According to the UNIFEM report Violence Against Women, nearly fifteen thousand dowry deaths are estimated every year in India. Most of these deaths are designed to look like accidental kitchen fires. Another growing trend in violent dowry disputes in this region of the world is acid attacks, which almost always causes blindness and often disfigurement (if they do not eventually die from the initial attack).
What does this mean in the larger social spectrum? The stresses of dowry lead to the substantial collective preference of having sons to daughters. Young men are assets and young daughters become liabilities. And what does this preference then infer?…female infanticide and sex-selective abortion. According to the Asia
Observer, parents are encouraged by unsavory medical practitioners who advertise their abortion services with the claim that 6,000 rupees (about $120 USD) paid today to abort a female fetus is cheaper than paying a lot more later for a dowry.

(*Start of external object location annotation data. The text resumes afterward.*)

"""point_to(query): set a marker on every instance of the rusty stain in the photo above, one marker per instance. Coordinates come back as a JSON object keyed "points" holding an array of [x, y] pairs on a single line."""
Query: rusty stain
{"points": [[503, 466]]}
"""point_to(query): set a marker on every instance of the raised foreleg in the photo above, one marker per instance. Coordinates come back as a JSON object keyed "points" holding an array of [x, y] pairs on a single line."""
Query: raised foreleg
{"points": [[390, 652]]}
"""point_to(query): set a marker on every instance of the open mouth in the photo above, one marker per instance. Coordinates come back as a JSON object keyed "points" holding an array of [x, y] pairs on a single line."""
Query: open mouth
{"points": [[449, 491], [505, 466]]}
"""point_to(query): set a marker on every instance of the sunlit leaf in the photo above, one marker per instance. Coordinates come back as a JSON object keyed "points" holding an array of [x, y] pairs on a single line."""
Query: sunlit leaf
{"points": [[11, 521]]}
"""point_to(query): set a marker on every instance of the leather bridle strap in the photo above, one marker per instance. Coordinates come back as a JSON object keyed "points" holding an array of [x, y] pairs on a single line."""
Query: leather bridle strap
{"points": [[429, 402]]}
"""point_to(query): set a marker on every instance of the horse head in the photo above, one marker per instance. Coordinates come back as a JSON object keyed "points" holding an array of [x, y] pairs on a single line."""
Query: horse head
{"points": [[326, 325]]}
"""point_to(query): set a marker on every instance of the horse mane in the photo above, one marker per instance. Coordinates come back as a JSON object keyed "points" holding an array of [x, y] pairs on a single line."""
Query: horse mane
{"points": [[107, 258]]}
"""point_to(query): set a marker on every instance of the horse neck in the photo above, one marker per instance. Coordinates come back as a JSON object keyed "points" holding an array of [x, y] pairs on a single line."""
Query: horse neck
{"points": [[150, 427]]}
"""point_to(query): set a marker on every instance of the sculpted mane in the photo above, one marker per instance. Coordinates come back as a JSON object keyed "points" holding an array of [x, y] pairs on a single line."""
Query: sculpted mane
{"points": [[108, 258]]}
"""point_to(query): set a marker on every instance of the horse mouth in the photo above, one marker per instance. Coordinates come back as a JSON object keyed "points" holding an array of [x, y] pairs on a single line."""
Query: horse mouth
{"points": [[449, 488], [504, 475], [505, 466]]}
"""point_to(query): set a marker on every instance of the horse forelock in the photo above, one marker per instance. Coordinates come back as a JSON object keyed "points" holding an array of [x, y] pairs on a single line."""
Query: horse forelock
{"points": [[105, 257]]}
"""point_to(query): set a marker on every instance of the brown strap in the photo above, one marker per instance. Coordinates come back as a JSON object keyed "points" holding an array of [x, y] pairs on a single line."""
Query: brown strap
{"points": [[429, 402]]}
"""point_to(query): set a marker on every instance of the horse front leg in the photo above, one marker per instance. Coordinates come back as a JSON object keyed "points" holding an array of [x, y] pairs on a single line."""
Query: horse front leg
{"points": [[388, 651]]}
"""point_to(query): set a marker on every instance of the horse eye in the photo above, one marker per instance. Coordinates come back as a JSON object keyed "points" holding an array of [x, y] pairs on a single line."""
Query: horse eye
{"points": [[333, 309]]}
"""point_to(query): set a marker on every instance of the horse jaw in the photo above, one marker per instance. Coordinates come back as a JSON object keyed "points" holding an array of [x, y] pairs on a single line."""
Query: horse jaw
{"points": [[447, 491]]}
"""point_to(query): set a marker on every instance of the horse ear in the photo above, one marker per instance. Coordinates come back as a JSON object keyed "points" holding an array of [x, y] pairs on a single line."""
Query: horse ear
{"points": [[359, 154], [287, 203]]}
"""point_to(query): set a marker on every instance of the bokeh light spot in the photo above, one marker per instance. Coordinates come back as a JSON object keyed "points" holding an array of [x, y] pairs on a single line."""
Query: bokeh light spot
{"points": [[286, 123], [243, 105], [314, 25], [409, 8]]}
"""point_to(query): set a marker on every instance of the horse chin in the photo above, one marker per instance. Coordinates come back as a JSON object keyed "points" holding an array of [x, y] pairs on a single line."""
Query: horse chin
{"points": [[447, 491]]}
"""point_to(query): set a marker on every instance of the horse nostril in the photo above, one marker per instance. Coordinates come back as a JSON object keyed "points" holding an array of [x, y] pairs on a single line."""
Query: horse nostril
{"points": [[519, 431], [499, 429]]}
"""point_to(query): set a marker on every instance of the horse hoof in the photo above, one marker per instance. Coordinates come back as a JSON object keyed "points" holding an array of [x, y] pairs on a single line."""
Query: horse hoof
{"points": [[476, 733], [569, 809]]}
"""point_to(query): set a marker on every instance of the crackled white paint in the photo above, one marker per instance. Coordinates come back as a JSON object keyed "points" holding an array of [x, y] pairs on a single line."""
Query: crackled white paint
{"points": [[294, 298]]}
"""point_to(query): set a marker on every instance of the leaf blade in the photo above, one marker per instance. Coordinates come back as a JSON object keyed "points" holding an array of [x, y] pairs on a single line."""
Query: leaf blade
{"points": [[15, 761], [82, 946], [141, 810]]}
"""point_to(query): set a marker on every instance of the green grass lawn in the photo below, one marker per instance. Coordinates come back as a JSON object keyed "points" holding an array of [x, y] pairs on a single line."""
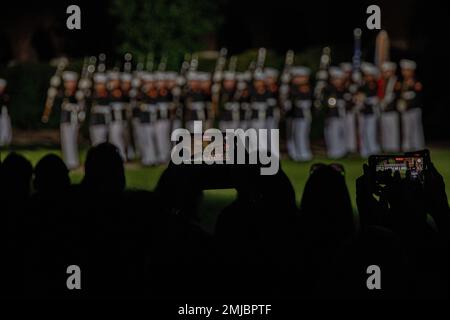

The Dowry Prohibition Act of 1961 made the giving or taking of dowry illegal in India, punishable by a prison term and a fine, but the formal law has had little effect on the operation of the customary law
The Lovin’ Soap Project has been in Anupshahr, India in the state of Uttar Pradesh from March 18th – April 1st, teaching and training a group of women in a small village.
Our Future
We are optimists. We have to be. Again, this is why you are reading this in the first place – because you care enough to make a difference. Ending violence and oppression against women and girls is within our reach. We can make a giant difference in the lives of the women that we teach, which sets up more learning onto their sons and daughters as time goes on. The Lovin’ Soap Project’s vision for a secure, satisfying and peaceful world is one in which women and girls are free from violence and abuse. Moreover, it is one where women and girls are free to thrive as equals. We can do this in a variety of ways as a people. Our way is through the artisan craft of soapmaking. This is what we are here to do. This is our purpose. We thank you so much for taking the time to read, contribute and spread the word. We cannot do this without you. You are ‘We’.